Like a glamorous exchange student in a rough neck school, the Brix is bringing a bit of sophistication to Brunswick Street
Well this is awkward. We seem to have developed a bit of a crush on the Brix.
French, sophisticated and uncompromising in its traditional menu ethos, this small bistrot at the end of Brunswick Street is making all the new boisterous-dining-hall-share-plate contenders we’ve seen open this year seem like loudmouthed yobs.
The one year young Fitzroy restaurant lost half its kitchen crew in March, but Brisbane chef Ashley Hicks has saved the day. Just make sure you go the full degustation, where Hick’s really hits his stride.
Stepping in off the street, the white room with soft lighting, polished concrete flooring and intricate weaved rope sculptures makes Keir Vaughan and Emma O’Mara’s space one of the most elegant and tranquil we’ve seen for some time. Thankfully, as they both come from design backgrounds, elegant doesn’t mean boring. A mascot hog guards the door and a deeply saturated and downright sexy still life of produce and animals galore dominates the entrance. It looks like the fevered hallucination of a food lover - or a duck lover - we’re not sure, but we like it.
Waitstaff with black pants up to their navels and dorky/adorable braces (depending on your hipster tendencies) ably guide the growing throngs through the exceptional and accessible wine list, and a menu that is notable for its brevity (five entrees, four mains, scant description). If in doubt, don’t be afraid to ask questions, but don’t fear chancing it either as there isn’t a single dish you’ll regret ordering. In a bold move, weekend evenings and Sunday lunch see a la carte replaced by a mandatory five-course set menu, although you can still get charcuterie and cheese at the bar. We like not having to make any decisions, and you won’t resent what you get for your $80, but still, it’s brave stuff in a neighbourhood whose claim to dining fame is souvlakis and $5 pizza.
If given the choice, start with some charcuterie ($22), showcasing duck liver parfait with a satisfying to crack toffee crust, slivers of saucisson (dried sausage) and rich, salty rillettes, and then get involved in a flaky, butter-rich, and sweet shallot tart tatin that exemplifies the kitchens winning execution of simple, French classics.
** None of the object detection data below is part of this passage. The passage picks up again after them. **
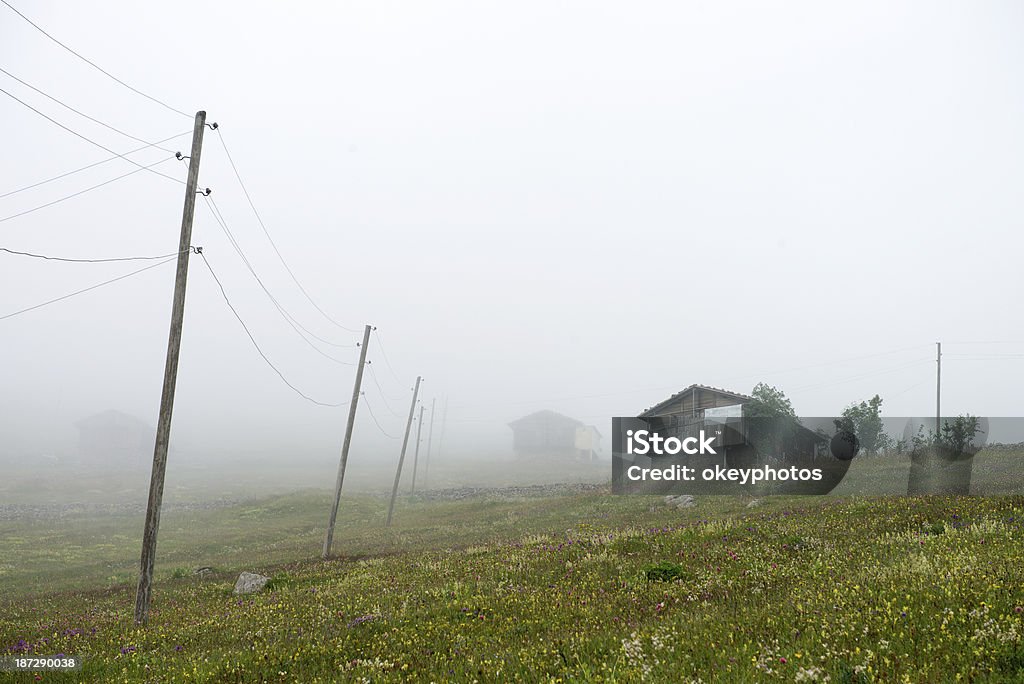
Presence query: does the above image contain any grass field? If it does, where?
[0,483,1024,683]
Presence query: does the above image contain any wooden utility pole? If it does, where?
[935,342,942,439]
[409,407,424,494]
[135,112,206,625]
[423,394,447,486]
[427,397,437,475]
[387,376,423,527]
[323,326,373,558]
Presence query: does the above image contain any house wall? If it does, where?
[654,388,749,418]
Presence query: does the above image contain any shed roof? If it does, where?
[640,384,754,417]
[509,409,584,430]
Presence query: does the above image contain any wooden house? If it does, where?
[76,410,156,468]
[509,411,601,460]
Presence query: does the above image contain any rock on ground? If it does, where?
[234,572,270,594]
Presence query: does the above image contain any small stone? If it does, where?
[234,572,270,594]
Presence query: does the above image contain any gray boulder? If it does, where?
[234,572,270,594]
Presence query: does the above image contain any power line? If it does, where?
[367,362,401,419]
[792,358,935,392]
[0,247,177,263]
[0,68,174,155]
[0,131,191,199]
[211,126,359,333]
[0,156,174,223]
[374,328,401,383]
[0,85,185,185]
[198,252,349,407]
[362,392,398,439]
[0,0,191,119]
[205,198,357,350]
[204,198,355,366]
[0,254,176,320]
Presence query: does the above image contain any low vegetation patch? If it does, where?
[0,496,1024,684]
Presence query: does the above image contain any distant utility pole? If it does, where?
[427,397,437,481]
[935,342,942,439]
[423,394,447,486]
[387,376,423,527]
[409,407,424,494]
[323,326,373,558]
[135,112,206,625]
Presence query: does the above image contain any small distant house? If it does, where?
[638,385,827,458]
[76,410,157,468]
[639,385,754,421]
[509,411,601,460]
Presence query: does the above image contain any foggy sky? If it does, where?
[0,0,1024,460]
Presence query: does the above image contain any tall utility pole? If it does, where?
[423,394,447,486]
[935,342,942,439]
[427,397,437,479]
[409,407,424,494]
[323,326,373,558]
[135,112,206,625]
[387,376,423,527]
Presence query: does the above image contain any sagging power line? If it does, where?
[0,255,177,320]
[215,126,359,333]
[200,252,348,408]
[0,68,174,155]
[204,197,355,366]
[0,157,174,223]
[0,85,185,185]
[0,247,177,263]
[0,0,191,119]
[0,131,190,200]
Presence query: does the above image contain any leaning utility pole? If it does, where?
[387,376,423,527]
[135,112,206,625]
[935,342,942,439]
[427,397,437,475]
[409,407,424,494]
[423,394,447,486]
[323,326,373,558]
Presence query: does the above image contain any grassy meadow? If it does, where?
[0,483,1024,683]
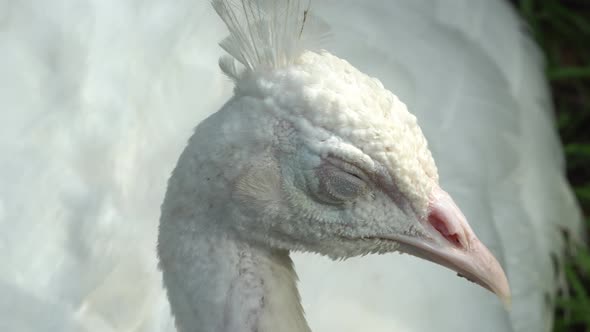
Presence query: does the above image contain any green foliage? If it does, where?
[513,0,590,332]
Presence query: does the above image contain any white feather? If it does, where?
[0,0,579,332]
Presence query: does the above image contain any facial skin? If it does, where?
[163,52,509,301]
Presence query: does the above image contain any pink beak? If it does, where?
[386,188,510,308]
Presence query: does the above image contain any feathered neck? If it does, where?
[160,220,310,332]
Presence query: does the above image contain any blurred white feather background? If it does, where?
[0,0,579,332]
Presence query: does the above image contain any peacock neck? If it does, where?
[160,222,310,332]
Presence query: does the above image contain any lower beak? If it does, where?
[392,188,510,308]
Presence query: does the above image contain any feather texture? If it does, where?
[0,0,580,332]
[213,0,326,77]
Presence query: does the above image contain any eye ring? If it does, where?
[316,163,369,205]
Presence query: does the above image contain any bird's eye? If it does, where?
[316,165,368,204]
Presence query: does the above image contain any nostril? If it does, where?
[428,213,463,248]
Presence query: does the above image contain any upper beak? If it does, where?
[386,188,510,308]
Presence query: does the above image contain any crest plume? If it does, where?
[213,0,328,78]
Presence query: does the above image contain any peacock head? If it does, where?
[163,1,510,302]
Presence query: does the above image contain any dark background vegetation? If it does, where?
[512,0,590,332]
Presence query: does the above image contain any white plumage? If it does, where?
[0,0,579,332]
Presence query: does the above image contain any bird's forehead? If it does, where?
[240,51,438,211]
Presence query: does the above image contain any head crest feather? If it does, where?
[212,0,329,79]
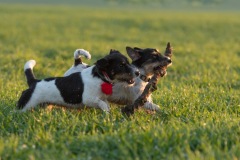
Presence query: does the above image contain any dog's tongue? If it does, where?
[101,82,112,95]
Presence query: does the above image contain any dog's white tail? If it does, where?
[24,60,36,71]
[24,60,36,86]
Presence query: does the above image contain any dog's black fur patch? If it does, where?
[55,72,84,104]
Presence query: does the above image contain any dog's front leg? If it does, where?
[84,98,110,113]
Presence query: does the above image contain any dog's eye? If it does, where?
[119,64,124,68]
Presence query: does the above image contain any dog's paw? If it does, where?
[143,101,160,111]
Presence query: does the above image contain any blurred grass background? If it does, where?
[0,0,240,159]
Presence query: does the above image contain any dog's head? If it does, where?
[126,47,172,77]
[96,49,139,84]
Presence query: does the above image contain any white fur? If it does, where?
[24,60,36,71]
[64,54,160,110]
[64,49,91,76]
[22,65,110,112]
[73,49,91,59]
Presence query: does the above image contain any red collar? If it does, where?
[101,82,113,95]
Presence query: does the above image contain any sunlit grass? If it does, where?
[0,5,240,159]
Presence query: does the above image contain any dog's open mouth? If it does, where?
[121,79,135,84]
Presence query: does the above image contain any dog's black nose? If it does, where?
[135,71,140,76]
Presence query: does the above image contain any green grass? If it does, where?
[0,5,240,159]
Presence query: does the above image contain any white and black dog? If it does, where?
[17,50,139,112]
[64,47,172,110]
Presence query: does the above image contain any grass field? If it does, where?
[0,5,240,160]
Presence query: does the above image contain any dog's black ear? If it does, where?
[133,47,143,52]
[96,58,109,70]
[109,49,119,54]
[126,47,141,61]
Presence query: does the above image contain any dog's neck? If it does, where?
[92,66,113,84]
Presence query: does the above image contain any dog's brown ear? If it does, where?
[126,47,141,61]
[96,58,109,70]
If numbers allow, try to get all of the main dishes to at least marvel at the artistry in their assembly, but if that’s ridiculous, get the fillet of beef ($32) which after being cooked for, oh, years, at a mere 120 degrees has transitioned without a fight from raw to cooked, maintaining rich colour and complete tenderness. Served with smoked baby leek, the dish is well rounded, but it’s the sticky and richly flavoured length of tendon that’s the sensory surprise. Lamb, equally willed into submission over aeons comes in three parts: breast with crisp skin, deep fried sweetbreads, and fillet. Jerusalem artichokes, acidic salsa verde and edible flowers form the rest of the pretty as a picture plate ($30). For dessert, the menu again says mysterious things like: chestnut, apple, date, honey. It sounds like recess, but the slate plate arrives bearing so many components it looks like a (stylised) army assault course. Shards of dried chestnut and a scattering of candied dates perch atop soft meringue beehives on a stroke of chestnut puree ($14). Carefully arranging textures and flavors, Aderton is a landscape architect of food.
A place for fans of old-school fine dining, the Brix is dignified, refined, classic and lovely, and we’re crushing on it big time.